Since February 2019, Sheryl and I have been engaged in a small project that has been investigating the work of women healthcare chaplains. This has been generously supported by the Seed Corn Award we received from the British Sociological Association’s Sociology of Religion Study Group (SOCREL). Women healthcare chaplains, dealing with human fragility and wellbeing, are at the forefront of creating more flourishing forms of living well together at the intersections of faiths, values, communities and cultures (Beaman 2016, 2017). Questions about their work emerged from the Prayer Project. Through qualitative interviews and group dialogues with chaplains, we have found their work can be transformative. For example, in the assumptions that are exposed about self and others, connections made across differences, continuities of care they provide in the face of difficult decisions about medical treatment, and through ordinary acts to encourage equality between groups and individuals.
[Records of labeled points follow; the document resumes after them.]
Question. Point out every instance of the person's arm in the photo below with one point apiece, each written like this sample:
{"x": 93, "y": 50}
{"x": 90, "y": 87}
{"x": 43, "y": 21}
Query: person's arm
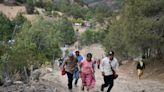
{"x": 65, "y": 62}
{"x": 79, "y": 66}
{"x": 117, "y": 66}
{"x": 102, "y": 67}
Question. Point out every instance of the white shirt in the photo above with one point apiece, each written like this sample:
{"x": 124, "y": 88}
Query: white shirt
{"x": 106, "y": 67}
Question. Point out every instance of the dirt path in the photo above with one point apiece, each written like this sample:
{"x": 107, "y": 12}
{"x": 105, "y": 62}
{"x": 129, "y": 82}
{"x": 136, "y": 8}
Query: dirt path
{"x": 123, "y": 84}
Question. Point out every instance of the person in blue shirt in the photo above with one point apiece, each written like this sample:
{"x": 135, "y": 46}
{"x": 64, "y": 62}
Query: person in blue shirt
{"x": 76, "y": 71}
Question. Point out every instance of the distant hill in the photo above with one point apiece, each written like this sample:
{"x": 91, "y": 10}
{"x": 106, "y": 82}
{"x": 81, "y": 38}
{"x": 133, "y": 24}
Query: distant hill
{"x": 114, "y": 4}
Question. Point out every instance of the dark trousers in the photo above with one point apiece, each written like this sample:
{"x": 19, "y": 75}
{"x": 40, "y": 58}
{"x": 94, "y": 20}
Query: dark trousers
{"x": 76, "y": 80}
{"x": 70, "y": 79}
{"x": 108, "y": 81}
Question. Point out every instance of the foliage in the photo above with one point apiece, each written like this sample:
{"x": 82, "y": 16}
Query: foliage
{"x": 65, "y": 33}
{"x": 138, "y": 30}
{"x": 6, "y": 28}
{"x": 29, "y": 6}
{"x": 35, "y": 44}
{"x": 90, "y": 37}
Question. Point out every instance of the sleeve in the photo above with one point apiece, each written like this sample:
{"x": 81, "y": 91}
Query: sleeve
{"x": 117, "y": 65}
{"x": 102, "y": 66}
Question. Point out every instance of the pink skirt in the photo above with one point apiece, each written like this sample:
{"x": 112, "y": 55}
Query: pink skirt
{"x": 88, "y": 80}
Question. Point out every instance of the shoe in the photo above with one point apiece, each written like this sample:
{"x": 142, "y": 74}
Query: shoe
{"x": 102, "y": 89}
{"x": 82, "y": 88}
{"x": 76, "y": 85}
{"x": 70, "y": 90}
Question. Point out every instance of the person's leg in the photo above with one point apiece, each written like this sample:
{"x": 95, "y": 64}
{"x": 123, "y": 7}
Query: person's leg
{"x": 106, "y": 83}
{"x": 110, "y": 83}
{"x": 70, "y": 79}
{"x": 76, "y": 77}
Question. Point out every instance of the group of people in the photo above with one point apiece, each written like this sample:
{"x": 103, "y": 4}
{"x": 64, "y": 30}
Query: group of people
{"x": 76, "y": 67}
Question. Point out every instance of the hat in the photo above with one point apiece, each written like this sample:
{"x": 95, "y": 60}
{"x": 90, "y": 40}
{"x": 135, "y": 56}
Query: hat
{"x": 70, "y": 54}
{"x": 110, "y": 53}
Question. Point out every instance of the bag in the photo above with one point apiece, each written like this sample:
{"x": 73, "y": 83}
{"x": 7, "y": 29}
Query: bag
{"x": 115, "y": 76}
{"x": 63, "y": 71}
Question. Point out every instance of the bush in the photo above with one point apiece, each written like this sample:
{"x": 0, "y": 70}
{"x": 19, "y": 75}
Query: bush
{"x": 29, "y": 6}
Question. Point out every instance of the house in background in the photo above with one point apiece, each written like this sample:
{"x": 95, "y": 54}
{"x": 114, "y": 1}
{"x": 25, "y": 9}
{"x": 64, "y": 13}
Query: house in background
{"x": 9, "y": 2}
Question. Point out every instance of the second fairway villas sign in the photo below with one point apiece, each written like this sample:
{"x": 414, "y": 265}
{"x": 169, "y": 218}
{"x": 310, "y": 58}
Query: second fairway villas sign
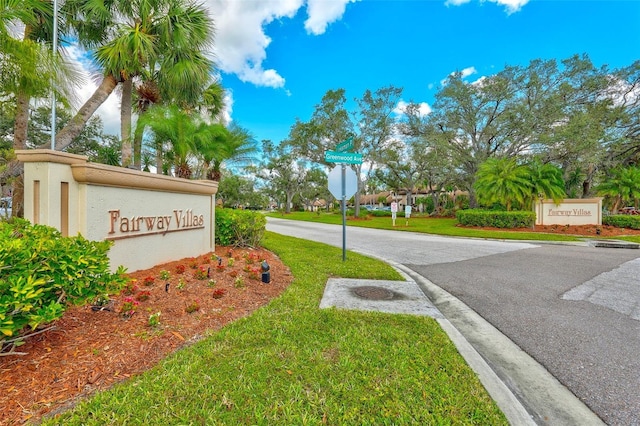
{"x": 587, "y": 211}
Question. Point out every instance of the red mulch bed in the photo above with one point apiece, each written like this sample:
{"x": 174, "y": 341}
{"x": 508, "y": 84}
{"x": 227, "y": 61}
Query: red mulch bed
{"x": 91, "y": 350}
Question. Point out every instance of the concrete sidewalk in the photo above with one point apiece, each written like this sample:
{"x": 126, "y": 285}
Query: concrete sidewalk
{"x": 555, "y": 404}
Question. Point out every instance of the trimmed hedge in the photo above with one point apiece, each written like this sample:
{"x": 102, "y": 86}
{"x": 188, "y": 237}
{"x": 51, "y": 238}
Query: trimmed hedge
{"x": 622, "y": 221}
{"x": 497, "y": 219}
{"x": 239, "y": 228}
{"x": 41, "y": 272}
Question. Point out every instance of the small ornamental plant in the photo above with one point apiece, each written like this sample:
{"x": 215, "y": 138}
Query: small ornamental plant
{"x": 181, "y": 284}
{"x": 129, "y": 307}
{"x": 202, "y": 273}
{"x": 192, "y": 307}
{"x": 129, "y": 288}
{"x": 143, "y": 295}
{"x": 238, "y": 282}
{"x": 254, "y": 273}
{"x": 154, "y": 320}
{"x": 250, "y": 258}
{"x": 218, "y": 293}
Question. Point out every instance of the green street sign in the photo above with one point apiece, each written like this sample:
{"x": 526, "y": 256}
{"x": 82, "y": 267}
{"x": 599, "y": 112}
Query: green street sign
{"x": 342, "y": 157}
{"x": 345, "y": 145}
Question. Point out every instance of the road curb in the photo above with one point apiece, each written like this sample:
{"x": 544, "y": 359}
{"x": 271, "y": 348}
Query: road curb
{"x": 537, "y": 392}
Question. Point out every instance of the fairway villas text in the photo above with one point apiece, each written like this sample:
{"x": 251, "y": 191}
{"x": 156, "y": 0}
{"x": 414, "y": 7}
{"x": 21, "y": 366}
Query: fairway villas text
{"x": 180, "y": 220}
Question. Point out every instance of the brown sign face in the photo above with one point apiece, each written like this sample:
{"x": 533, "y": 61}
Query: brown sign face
{"x": 134, "y": 226}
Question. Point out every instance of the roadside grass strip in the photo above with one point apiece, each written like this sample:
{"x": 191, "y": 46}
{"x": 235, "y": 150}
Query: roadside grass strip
{"x": 427, "y": 225}
{"x": 292, "y": 363}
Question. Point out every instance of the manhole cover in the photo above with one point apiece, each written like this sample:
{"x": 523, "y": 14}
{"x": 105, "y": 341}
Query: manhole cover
{"x": 373, "y": 293}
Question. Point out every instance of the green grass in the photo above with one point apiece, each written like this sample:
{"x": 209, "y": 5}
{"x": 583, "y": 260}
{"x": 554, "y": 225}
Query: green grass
{"x": 291, "y": 363}
{"x": 427, "y": 225}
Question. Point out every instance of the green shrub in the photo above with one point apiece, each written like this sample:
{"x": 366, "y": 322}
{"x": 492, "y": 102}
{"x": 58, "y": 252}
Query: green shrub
{"x": 239, "y": 228}
{"x": 622, "y": 221}
{"x": 497, "y": 219}
{"x": 381, "y": 213}
{"x": 42, "y": 272}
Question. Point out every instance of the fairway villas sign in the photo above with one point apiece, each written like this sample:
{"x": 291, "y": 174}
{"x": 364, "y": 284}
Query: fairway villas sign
{"x": 151, "y": 219}
{"x": 136, "y": 226}
{"x": 581, "y": 211}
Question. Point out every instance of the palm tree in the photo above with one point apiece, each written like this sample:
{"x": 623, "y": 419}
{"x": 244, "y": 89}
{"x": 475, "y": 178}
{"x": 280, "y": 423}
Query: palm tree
{"x": 233, "y": 145}
{"x": 546, "y": 180}
{"x": 29, "y": 68}
{"x": 163, "y": 38}
{"x": 503, "y": 180}
{"x": 623, "y": 186}
{"x": 182, "y": 131}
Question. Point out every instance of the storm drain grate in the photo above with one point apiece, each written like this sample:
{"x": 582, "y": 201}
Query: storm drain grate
{"x": 373, "y": 293}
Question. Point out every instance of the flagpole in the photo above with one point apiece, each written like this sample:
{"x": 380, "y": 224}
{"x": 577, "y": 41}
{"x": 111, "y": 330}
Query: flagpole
{"x": 53, "y": 90}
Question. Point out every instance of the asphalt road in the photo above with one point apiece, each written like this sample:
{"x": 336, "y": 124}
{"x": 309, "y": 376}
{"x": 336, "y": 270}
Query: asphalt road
{"x": 575, "y": 309}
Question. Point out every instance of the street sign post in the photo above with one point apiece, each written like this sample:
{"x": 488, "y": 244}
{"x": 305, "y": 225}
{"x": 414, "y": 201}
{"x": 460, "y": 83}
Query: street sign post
{"x": 342, "y": 157}
{"x": 343, "y": 183}
{"x": 344, "y": 146}
{"x": 394, "y": 212}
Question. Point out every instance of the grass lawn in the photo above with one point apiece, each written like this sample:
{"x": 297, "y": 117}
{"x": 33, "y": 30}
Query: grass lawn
{"x": 439, "y": 226}
{"x": 291, "y": 363}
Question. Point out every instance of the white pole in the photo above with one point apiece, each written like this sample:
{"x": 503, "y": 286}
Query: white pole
{"x": 53, "y": 91}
Simultaneously, they contend with multiple marginalities because of questions about their legitimacy in light of financial pressures on healthcare systems and in an increasing secularizing society. We were also curious about and heard from the women how the intersecting structures of gender and race can play a role in their movement between the centre and margins of healthcare systems and the religious institutions of which they are affiliated. This project moreover hopes to raise the visibility and significance of their work, particularly in relation to lessons to be learnt about fostering human flourishing and living well together.
Beaman, Lori. 2016. “Living Together v. Living Well Together: A Normative Examination of the SAS Case.” Social Inclusion 4 (2): 3-13.
— 2017. “Living Well Together in a (Non)Religious Future: Contributions from the Sociology of Religion.” Sociology of Religion: A Quarterly Review 78 (1): 9-32.